Lisas Kinder, besonders Leonie, kommen nun immer wieder am Spielplatz mit Elli ins Gespräch. Sie ist die Beobachterin, die erkennt, dass Ruben von seinen Mitschülern gemobbt wird und Fiona mit ihrem Liebeskummer nicht fertig wird und eine Dummheit begehen könnte. In dieser Zeit sitzt Lisa in der Redaktionssitzung und denkt sich wundervolle Themen zu fantastischen Familienunternehmungen aus oder fotografiert ihr zubereitetes vegetarisches oder veganes Essen, dass sowieso niemand in ihrer Familie auf dem Teller haben möchte.
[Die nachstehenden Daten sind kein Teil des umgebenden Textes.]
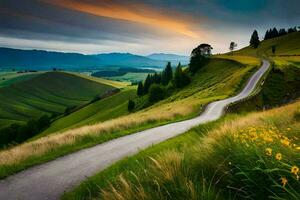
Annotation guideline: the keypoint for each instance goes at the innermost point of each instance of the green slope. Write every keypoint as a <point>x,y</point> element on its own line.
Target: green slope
<point>47,93</point>
<point>8,78</point>
<point>285,45</point>
<point>105,109</point>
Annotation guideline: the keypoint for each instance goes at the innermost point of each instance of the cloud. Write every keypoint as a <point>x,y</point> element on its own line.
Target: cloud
<point>139,26</point>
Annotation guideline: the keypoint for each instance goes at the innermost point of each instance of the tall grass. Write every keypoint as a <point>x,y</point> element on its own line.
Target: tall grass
<point>255,157</point>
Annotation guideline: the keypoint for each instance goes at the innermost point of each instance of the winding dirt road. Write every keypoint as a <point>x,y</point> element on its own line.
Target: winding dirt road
<point>50,180</point>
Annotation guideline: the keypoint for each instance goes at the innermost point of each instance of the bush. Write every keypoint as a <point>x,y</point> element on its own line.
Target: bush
<point>156,93</point>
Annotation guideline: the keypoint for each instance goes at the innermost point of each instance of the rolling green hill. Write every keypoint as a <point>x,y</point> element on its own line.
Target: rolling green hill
<point>105,109</point>
<point>285,45</point>
<point>219,79</point>
<point>48,93</point>
<point>8,78</point>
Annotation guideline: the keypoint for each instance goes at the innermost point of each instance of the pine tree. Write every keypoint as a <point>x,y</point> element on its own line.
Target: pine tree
<point>254,41</point>
<point>167,74</point>
<point>140,90</point>
<point>178,76</point>
<point>282,32</point>
<point>181,79</point>
<point>267,35</point>
<point>131,105</point>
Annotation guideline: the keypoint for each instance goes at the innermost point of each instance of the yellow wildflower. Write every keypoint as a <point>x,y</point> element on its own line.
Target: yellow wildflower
<point>278,156</point>
<point>285,142</point>
<point>269,151</point>
<point>283,181</point>
<point>294,170</point>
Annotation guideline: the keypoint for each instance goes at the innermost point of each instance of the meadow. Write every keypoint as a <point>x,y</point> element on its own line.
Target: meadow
<point>220,79</point>
<point>8,77</point>
<point>48,93</point>
<point>254,157</point>
<point>99,111</point>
Ulrike Herwig lässt nun diese beiden Lebenswelten von Lisa und Elli mal mit Ironie, mal realistischer Bitterkeit aufeinanderprallen. Klar ist, dass in den gutsituierten Kreisen Großzügigkeit an Gegenleistungen gekoppelt werden und sich soziales Denken nur in der Abgabe von dem äußert, was man sowieso nicht mehr haben möchte. Manchmal kann man wirklich leicht schmunzeln, wenn die Autorin die Lebensweise der gut dastehenden Mittelschicht mit viel Sarkasmus und dem Aufzeigen ihrer Doppelmoral beschreibt. Dass diese Geschichte ganz unsentimental auf ein gutes Ende zusteuert, freut die Leser und Leserinnen. Und es freut sie, wenn die handelnden Personen einfach mal ihr Smartphone beiseite legen und dem anderen zuhören.